Kulkarni Vaibhav, Mahalunkar Abhijit, Garbinato Benoit, Kelleher John D
Department of Information Systems, UNIL-HEC Lausanne, 1015 Lausanne, Switzerland.
Applied Intelligence Research Center, Technological University Dublin, D08 NF82 Dublin, Ireland.
Entropy (Basel). 2019 Apr 24;21(4):432. doi: 10.3390/e21040432.
We challenge the upper bound of human-mobility predictability that is widely used to corroborate the accuracy of mobility prediction models. We observe that extensions of recurrent-neural network architectures achieve significantly higher prediction accuracy, surpassing this upper bound. Given this discrepancy, the central objective of our work is to show that the methodology behind the estimation of the predictability upper bound is erroneous and identify the reasons behind this discrepancy. In order to explain this anomaly, we shed light on several underlying assumptions that have contributed to this bias. In particular, we highlight the consequences of the assumed Markovian nature of human-mobility on deriving this upper bound on maximum mobility predictability. By using several statistical tests on three real-world mobility datasets, we show that human mobility exhibits scale-invariant long-distance dependencies, contrasting with the initial Markovian assumption. We show that this assumption of exponential decay of information in mobility trajectories, coupled with the inadequate usage of encoding techniques results in entropy inflation, consequently lowering the upper bound on predictability. We highlight that the current upper bound computation methodology based on Fano's inequality tends to overlook the presence of long-range structural correlations inherent to mobility behaviors and we demonstrate its significance using an alternate encoding scheme. We further show the manifestation of not accounting for these dependencies by probing the mutual information decay in mobility trajectories. We expose the systematic bias that culminates into an inaccurate upper bound and further explain as to why the recurrent-neural architectures, designed to handle long-range structural correlations, surpass this upper limit on human mobility predictability.

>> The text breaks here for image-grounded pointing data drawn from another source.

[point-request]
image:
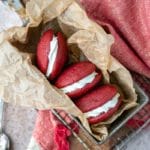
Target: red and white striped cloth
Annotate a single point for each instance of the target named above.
(49, 133)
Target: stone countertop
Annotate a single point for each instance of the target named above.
(19, 123)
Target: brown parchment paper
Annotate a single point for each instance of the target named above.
(21, 83)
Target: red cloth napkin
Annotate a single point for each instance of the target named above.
(129, 22)
(49, 133)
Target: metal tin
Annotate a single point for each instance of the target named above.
(142, 100)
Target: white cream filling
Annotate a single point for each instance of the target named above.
(52, 55)
(104, 108)
(79, 84)
(8, 18)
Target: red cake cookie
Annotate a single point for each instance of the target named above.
(51, 54)
(78, 79)
(100, 104)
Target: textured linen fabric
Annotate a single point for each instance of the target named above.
(129, 22)
(49, 133)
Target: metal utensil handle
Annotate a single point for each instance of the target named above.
(1, 114)
(67, 125)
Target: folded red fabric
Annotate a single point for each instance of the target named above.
(129, 23)
(49, 133)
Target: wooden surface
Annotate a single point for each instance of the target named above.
(19, 123)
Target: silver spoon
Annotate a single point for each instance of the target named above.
(4, 140)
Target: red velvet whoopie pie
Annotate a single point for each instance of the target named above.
(78, 79)
(52, 54)
(99, 104)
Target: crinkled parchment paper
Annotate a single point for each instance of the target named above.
(21, 83)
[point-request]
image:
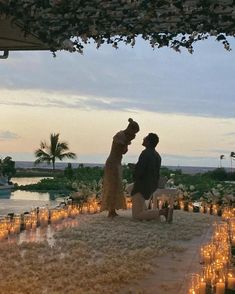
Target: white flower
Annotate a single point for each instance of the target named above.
(68, 45)
(191, 188)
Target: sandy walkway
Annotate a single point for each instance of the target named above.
(103, 256)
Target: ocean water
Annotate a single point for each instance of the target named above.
(63, 165)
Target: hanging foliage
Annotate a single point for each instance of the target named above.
(70, 25)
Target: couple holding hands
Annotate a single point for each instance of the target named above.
(146, 175)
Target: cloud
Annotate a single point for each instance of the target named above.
(7, 135)
(230, 134)
(201, 84)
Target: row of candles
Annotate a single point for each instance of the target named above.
(218, 274)
(10, 225)
(213, 209)
(42, 216)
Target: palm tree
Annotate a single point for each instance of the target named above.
(55, 150)
(221, 158)
(232, 157)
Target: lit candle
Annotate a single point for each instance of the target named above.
(231, 282)
(202, 287)
(233, 241)
(220, 287)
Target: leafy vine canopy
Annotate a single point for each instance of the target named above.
(70, 25)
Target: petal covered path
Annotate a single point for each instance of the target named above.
(100, 255)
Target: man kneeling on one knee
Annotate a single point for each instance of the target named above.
(146, 178)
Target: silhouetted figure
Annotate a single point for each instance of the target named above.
(113, 196)
(146, 179)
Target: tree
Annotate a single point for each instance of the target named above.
(7, 168)
(221, 158)
(232, 157)
(55, 150)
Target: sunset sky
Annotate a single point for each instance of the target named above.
(187, 99)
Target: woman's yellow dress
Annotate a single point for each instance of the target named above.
(112, 194)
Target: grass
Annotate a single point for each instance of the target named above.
(98, 256)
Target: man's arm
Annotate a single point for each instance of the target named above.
(140, 167)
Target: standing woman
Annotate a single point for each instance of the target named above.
(113, 196)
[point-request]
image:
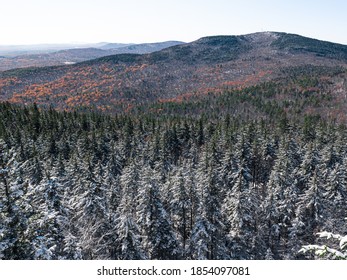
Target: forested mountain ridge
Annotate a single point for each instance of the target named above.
(91, 186)
(229, 147)
(78, 54)
(187, 73)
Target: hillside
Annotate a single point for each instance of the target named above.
(296, 67)
(78, 54)
(229, 147)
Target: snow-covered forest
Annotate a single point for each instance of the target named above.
(91, 186)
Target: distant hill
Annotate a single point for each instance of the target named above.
(195, 72)
(75, 55)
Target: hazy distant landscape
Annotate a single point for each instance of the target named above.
(227, 147)
(52, 55)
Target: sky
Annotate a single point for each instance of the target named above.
(135, 21)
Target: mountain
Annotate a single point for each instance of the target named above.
(71, 55)
(285, 67)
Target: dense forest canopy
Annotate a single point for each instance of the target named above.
(167, 186)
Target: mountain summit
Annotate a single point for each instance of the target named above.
(209, 65)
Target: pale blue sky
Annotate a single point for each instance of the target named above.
(91, 21)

我们对广泛用于佐证移动性预测模型准确性的人类移动性可预测性上限提出了挑战。我们观察到,递归神经网络架构的扩展实现了显著更高的预测准确性,超过了这个上限。鉴于这种差异,我们工作的核心目标是表明可预测性上限估计背后的方法是错误的,并找出这种差异背后的原因。为了解释这种异常现象,我们阐明了导致这种偏差的几个潜在假设。特别是,我们强调了人类移动性的假设马尔可夫性质对得出最大移动性可预测性上限的影响。通过对三个真实世界移动性数据集进行多项统计测试,我们表明人类移动性呈现出尺度不变的长距离依赖性,这与最初的马尔可夫假设形成对比。我们表明,这种移动性轨迹中信息指数衰减的假设,再加上编码技术使用不足,导致了熵膨胀,从而降低了可预测性上限。我们强调,当前基于法诺不等式的上限计算方法往往忽略了移动性行为固有的长程结构相关性的存在,并且我们使用另一种编码方案证明了其重要性。我们通过探究移动性轨迹中的互信息衰减,进一步展示了不考虑这些依赖性的表现。我们揭示了导致不准确上限的系统偏差,并进一步解释了为什么旨在处理长程结构相关性的递归神经网络架构超过了人类移动性可预测性的这个上限。